E só depois tente cumprir a promessa de ser fiel

A quem também te jurou fidelidade

Mesmo sem saber também se é capaz de ser fiel

A fidelidade é uma refeição estragada que damos de esmolas:

A doamos mesmo sabendo que ela vai fazer mal a quem doamos

Enfim,

As pessoas nunca traem umas as outras, posto que antes de trair,

Nós já estamos nos enganando a muito tempo

Por isso nunca traia a sua solidão com alguém chamado “qualquer um”

Pois no dia em que ela quiser te trair, ela vai armar uma arapuca...

Sua carência vai cair na arapuca, e você vai achar

Que o primeiro idiota que lhe oferecer afeto, mesmo sem afeto ter

Será a pessoa que te salvará da felicidade

De poder sentir o sentimento que quiseres

O escravo mais submisso é aquele que deixa o seu direito de sentir

Ser domado pelo direito alheio de exigir o sentimento alheio

E que fique bem claro, não estou fazendo apologia

Para que as pessoas não namorem ou casem... muito pelo contrário

Oxente! Nenhum sentimento que sintas te faz ser dono de ninguém

Assim como nenhum sentimento que sintam por você

Faz ninguém ser dono de ti... Inclusive a paixão!

Confundem o amor e a arte de amar com o pavor de não poder ser mais só]
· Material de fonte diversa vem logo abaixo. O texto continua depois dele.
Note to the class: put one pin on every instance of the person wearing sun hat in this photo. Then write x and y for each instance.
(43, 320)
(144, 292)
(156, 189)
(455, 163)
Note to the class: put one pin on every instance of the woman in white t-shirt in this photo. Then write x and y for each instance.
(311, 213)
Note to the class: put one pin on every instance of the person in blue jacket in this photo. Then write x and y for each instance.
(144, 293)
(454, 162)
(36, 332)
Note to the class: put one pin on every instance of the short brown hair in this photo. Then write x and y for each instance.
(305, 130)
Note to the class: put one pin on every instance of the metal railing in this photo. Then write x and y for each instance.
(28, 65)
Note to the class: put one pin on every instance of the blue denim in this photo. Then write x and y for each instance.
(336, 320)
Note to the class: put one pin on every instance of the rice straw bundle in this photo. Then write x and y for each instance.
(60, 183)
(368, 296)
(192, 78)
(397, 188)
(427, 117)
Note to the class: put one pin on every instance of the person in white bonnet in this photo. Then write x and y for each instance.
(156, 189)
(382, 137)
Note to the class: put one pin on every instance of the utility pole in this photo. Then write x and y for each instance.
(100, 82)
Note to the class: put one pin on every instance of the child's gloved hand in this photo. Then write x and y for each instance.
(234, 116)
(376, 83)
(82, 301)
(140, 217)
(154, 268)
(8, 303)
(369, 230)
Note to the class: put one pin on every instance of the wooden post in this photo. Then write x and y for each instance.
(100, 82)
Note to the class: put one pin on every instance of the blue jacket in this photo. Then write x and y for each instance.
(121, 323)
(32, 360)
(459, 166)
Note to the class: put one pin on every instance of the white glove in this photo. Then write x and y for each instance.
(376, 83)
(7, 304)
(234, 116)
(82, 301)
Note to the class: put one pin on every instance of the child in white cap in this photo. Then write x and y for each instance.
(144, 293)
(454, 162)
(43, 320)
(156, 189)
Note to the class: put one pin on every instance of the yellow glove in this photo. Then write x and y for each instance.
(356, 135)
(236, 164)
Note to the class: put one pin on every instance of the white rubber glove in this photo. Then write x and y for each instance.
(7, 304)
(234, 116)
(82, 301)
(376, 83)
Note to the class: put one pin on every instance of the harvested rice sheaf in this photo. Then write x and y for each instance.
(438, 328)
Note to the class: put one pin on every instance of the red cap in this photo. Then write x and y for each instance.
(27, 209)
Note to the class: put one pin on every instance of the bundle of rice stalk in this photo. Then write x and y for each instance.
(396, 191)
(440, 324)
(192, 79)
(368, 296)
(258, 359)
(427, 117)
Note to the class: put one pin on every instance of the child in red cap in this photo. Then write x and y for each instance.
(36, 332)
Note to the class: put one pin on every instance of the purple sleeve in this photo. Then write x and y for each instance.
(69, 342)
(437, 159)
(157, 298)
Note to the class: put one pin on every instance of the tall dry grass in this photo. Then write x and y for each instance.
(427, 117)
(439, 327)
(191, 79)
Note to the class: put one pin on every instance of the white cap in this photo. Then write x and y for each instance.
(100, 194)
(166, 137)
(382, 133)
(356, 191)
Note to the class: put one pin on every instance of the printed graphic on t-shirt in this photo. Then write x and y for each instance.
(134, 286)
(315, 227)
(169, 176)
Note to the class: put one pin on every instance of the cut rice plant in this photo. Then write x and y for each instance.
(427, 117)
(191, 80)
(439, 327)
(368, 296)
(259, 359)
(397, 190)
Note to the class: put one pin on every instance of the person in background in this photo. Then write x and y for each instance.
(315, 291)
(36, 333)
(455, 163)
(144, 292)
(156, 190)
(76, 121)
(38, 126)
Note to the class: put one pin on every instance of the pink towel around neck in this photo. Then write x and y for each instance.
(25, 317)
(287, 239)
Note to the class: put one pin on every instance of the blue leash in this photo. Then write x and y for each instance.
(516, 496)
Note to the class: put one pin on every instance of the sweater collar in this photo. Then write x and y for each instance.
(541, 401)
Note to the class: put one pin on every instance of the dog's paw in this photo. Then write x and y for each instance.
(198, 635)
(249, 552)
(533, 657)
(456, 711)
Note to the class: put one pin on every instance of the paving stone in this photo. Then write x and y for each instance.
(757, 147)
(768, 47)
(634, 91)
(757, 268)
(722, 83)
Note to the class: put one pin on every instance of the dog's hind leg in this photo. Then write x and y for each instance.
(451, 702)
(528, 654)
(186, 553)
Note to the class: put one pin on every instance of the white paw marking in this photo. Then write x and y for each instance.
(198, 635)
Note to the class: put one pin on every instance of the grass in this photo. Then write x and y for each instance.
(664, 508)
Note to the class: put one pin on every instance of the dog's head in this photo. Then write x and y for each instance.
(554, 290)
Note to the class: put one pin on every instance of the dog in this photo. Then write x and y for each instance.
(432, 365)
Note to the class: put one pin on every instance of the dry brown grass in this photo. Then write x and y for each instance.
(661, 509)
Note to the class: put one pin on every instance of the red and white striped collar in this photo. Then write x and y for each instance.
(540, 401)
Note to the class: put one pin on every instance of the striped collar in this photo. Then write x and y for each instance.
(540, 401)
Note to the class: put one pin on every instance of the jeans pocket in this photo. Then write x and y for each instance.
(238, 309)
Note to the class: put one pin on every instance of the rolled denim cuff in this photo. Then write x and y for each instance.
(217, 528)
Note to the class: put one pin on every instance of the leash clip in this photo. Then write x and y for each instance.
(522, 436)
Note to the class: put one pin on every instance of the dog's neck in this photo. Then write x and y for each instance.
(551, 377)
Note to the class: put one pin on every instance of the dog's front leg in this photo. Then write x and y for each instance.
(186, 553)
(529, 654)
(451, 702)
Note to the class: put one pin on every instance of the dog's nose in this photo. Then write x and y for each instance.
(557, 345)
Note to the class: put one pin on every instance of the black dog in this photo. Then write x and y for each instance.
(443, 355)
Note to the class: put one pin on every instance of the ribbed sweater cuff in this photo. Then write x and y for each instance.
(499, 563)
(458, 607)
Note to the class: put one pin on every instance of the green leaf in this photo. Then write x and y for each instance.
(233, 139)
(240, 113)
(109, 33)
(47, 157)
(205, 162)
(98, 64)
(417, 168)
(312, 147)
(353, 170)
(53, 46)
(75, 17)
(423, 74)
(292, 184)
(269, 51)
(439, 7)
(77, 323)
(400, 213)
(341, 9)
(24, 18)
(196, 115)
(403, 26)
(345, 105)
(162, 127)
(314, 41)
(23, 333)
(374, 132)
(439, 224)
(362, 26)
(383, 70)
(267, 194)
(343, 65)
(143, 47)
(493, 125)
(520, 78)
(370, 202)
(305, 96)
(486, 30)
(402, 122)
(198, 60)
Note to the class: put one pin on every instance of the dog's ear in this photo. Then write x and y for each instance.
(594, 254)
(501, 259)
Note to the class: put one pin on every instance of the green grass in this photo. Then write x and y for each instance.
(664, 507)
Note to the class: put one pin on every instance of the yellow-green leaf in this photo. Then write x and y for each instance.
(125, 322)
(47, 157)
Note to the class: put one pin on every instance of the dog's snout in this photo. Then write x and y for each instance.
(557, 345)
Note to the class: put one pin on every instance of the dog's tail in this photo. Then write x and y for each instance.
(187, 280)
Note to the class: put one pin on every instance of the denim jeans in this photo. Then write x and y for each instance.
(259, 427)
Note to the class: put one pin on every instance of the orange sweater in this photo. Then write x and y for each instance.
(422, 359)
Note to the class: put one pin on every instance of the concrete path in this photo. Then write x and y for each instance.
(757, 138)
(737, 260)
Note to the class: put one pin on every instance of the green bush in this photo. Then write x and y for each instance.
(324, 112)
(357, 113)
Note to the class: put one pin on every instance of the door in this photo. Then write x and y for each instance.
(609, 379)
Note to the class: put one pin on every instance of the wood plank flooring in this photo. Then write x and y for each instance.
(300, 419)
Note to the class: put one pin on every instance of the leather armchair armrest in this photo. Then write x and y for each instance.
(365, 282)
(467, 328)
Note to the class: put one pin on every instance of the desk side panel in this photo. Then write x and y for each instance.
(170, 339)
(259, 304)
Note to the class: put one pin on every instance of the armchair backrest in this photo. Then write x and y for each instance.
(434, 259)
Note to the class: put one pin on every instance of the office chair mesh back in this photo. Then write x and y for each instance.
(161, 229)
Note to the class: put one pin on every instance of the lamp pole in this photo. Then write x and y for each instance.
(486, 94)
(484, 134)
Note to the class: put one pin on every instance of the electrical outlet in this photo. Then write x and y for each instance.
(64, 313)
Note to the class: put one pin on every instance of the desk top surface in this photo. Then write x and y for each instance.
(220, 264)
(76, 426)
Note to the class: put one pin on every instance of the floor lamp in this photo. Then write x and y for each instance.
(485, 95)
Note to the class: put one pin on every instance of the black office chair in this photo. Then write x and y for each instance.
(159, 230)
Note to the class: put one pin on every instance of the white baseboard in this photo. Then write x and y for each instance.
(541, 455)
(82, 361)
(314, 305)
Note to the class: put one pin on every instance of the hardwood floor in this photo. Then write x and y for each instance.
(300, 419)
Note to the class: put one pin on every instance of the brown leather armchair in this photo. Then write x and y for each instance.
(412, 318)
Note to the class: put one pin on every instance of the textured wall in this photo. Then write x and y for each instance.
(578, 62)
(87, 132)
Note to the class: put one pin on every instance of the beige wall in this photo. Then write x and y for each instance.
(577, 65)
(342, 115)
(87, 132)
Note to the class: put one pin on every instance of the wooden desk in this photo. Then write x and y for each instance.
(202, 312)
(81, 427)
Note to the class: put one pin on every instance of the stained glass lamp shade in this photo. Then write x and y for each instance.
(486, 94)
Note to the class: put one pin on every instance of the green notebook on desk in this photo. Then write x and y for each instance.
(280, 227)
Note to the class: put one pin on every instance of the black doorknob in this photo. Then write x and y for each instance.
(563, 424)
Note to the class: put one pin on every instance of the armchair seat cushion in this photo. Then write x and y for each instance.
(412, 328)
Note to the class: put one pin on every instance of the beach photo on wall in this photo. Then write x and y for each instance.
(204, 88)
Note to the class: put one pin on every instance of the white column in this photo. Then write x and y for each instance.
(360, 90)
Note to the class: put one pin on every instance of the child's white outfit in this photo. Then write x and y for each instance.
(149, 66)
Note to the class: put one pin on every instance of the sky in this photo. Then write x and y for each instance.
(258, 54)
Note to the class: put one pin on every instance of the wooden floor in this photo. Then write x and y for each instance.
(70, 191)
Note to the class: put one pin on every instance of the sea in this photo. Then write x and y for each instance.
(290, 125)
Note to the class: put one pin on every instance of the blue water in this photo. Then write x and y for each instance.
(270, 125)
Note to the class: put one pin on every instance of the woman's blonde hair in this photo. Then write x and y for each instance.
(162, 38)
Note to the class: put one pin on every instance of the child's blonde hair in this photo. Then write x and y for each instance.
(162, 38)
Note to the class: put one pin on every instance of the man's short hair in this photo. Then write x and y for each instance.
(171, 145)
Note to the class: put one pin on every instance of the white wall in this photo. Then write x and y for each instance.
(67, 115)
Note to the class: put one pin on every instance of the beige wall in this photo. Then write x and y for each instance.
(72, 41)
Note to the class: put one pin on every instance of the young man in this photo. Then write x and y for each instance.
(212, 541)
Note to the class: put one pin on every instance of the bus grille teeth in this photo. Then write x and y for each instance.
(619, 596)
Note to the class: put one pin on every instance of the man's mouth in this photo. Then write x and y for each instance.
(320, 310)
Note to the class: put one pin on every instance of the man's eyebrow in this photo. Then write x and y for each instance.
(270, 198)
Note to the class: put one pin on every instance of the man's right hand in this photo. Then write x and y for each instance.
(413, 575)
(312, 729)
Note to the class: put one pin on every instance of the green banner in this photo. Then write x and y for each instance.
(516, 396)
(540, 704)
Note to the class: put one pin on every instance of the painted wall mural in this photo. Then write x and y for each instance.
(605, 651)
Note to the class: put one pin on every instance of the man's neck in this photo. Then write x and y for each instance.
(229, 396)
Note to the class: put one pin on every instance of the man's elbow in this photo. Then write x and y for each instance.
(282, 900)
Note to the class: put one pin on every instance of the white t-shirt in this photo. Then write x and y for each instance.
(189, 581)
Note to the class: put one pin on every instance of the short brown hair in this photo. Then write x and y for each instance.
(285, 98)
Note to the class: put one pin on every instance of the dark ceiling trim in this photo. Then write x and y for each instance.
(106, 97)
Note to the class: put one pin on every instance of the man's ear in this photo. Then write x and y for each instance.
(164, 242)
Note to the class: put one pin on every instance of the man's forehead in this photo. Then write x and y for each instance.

E mais uma vez repito: respeito mais a sua solidão,

Ela nunca te abandonará...

A não ser que você venha a cometer a aberração

De ser despeitado consigo mesmo, e

Com inveja de si mesmo, se entregar ao fingimento...

O amor não é como um jogo de cartas, onde você se senta à mesa,

Faz uma canastra trapaceando, depois se levanta sorrindo

Com o cigarro na boca e os bolsos cheios de dinheiro...

Trapacear no amor não é enganar que sente o que não sente

Ou roubar o sentimento alheio e perder por perder quem se ama

Mas sim querer ganhar mais um amor de mais um alguém

Ou um amor a mais de alguém mais, tanto faz

E perder os dois amores que nunca tivestes

Não são as mentiras que destroem o amor, e sim

A sedução frustrada de tentar inventar várias verdades

Nada nunca pode haver o que nunca há

Jamais existirá a existência do que não existe

Um falso amor não passa de uma ilusão de amar

Por isso não existe afeto onde o sentimento não há

O mal da humanidade é confundir a vontade de desejar

Com a promessa de cumprir o que se deseja

Por fim, só assim, o ciúme, senhor do amor

Fez do amor a arte solitária de não conseguir ser só

Fez da felicidade o mais impávido horror

E o sentimento de amar não passar de um sentir dó

Desesperadamente, a gente se dá sem dar à mínima

Em saber se é o corpo na cama que te querem

Ou o prazer de querer viver acordado ao teu lado...

Mas, o amor é assim mesmo... Não passa de um medo de morrer sozinho!